Deep Q Learning in Pytorch

PURAV_SHAH · April 12, 2020, 10:27pm

Hi,
I am trying to implement the Deep Q Learning algorithm using a target network and a policy network in pytorch but it seems that my model is not able to learn anything.
I have looked at the tutorial for this on the pytorch official page and i cant seem to find any mistake in my code.
I am attaching part of my code here and also the results for reference.
If anyone has any experience in deep Q Learning, some pointers would be very helpful.
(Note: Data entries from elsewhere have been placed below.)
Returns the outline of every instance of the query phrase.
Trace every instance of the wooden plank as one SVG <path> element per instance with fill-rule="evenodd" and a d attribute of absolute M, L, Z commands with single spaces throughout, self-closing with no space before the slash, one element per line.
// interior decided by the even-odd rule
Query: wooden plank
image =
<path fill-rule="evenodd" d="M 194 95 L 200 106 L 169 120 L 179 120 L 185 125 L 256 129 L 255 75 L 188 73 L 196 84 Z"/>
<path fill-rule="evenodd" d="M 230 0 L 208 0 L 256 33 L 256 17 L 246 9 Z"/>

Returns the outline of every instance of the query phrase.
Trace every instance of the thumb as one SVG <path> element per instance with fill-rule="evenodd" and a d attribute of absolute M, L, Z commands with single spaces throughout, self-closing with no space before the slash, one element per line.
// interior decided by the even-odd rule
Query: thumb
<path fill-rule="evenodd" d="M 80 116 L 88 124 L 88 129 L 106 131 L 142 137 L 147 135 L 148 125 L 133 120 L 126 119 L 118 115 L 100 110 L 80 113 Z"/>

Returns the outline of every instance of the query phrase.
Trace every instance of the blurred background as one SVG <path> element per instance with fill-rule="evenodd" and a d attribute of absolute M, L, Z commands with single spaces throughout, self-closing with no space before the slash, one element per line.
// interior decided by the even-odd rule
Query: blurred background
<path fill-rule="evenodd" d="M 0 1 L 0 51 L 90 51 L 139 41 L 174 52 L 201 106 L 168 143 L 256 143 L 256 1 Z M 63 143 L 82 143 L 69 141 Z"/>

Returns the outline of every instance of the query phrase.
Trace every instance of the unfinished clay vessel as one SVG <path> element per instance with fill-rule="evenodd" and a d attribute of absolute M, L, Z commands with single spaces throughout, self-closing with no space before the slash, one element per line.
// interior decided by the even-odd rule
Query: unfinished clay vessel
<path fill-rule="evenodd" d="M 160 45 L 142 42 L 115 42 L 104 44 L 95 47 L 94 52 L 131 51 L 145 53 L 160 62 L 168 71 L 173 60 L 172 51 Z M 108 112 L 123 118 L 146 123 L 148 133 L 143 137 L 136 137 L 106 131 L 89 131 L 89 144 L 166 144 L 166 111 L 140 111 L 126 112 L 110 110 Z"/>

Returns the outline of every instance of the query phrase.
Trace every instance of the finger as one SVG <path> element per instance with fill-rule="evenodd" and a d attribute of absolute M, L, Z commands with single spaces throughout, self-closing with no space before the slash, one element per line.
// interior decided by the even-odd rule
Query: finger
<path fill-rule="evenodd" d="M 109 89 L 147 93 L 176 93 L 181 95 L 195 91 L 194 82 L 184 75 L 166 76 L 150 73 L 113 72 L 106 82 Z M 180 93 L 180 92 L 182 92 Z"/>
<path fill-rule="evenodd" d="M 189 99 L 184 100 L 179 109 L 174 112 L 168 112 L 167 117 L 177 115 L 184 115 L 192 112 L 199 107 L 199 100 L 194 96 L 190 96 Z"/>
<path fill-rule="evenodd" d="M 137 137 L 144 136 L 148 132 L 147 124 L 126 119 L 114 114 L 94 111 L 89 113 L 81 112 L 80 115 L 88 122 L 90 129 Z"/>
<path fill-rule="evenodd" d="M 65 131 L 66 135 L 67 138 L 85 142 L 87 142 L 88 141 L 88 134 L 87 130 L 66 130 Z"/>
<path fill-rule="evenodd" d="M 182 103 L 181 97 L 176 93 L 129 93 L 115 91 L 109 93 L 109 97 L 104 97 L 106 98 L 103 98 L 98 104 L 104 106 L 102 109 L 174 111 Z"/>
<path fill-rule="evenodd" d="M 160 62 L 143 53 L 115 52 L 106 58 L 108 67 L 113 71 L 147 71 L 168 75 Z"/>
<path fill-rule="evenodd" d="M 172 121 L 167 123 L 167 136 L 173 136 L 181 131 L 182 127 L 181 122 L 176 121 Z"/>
 def chooseAction(self,observation):
        if np.random.random()>self.epsilon:
            self.Qupdate.eval()
            with torch.no_grad():
                observation=torch.Tensor(observation)
                action=torch.argmax(self.Qupdate(observation)).item()
            self.Qupdate.train()
        else:
            action=env.action_space.sample()
        return action
    def decrementEpsilon(self):
        if self.epsilon>self.epsilonMin:
            self.epsilon-=self.epsilonDec
        else:
            self.epsilon=self.epsilonMin
        return
    def updateQ(self,observation,newObservation,action,reward):
        self.Qupdate.train()
        self.QTarget.eval()
        self.Qupdate.optimizer.zero_grad()
        observation=torch.Tensor(observation)
        newObservation=torch.Tensor(newObservation)
        action=torch.tensor(action)
        reward=torch.tensor(reward)
        qOld=self.Qupdate(observation)[action]
        if self.step%self.replace==0:
            self.QTarget.load_state_dict(self.Qupdate.state_dict())
        #with torch.no_grad():
        qNew=torch.max(self.QTarget(newObservation)).detach()
        #print(self.QTarget(newObservation),self.Qupdate(newObservation),qNew)
        y=reward+self.gamma*qNew
        #print(y,qOld)
        loss=self.Qupdate.criterion(qOld,y)
        #print(loss)
        loss.backward()
        self.Qupdate.optimizer.step()
        self.decrementEpsilon()
        self.step+=1

and my main loop is as follows–

env=gym.make('CartPole-v1')
scores=[]
winPct=[]
nGames=10000
agent=Agent2(0.99,1,1e-5,0.01,env.observation_space.shape,env.action_space.n,env)
for i in range(nGames):
    done=False
    score=0
    observation=env.reset()
    while not done:
        action=agent.chooseAction(observation)
        newObservation,reward,done,info=env.step(action)
        score+=reward
        agent.updateQ(observation,newObservation,action,reward)
        observation=newObservation
    scores.append(score)
    if i%100==0:
        winPct.append(np.mean(scores[-100:]))
        print(f'epsiode {i},winPct {np.mean(scores[-100:]):.2f},score {score},epsilon {agent.epsilon:.2f}')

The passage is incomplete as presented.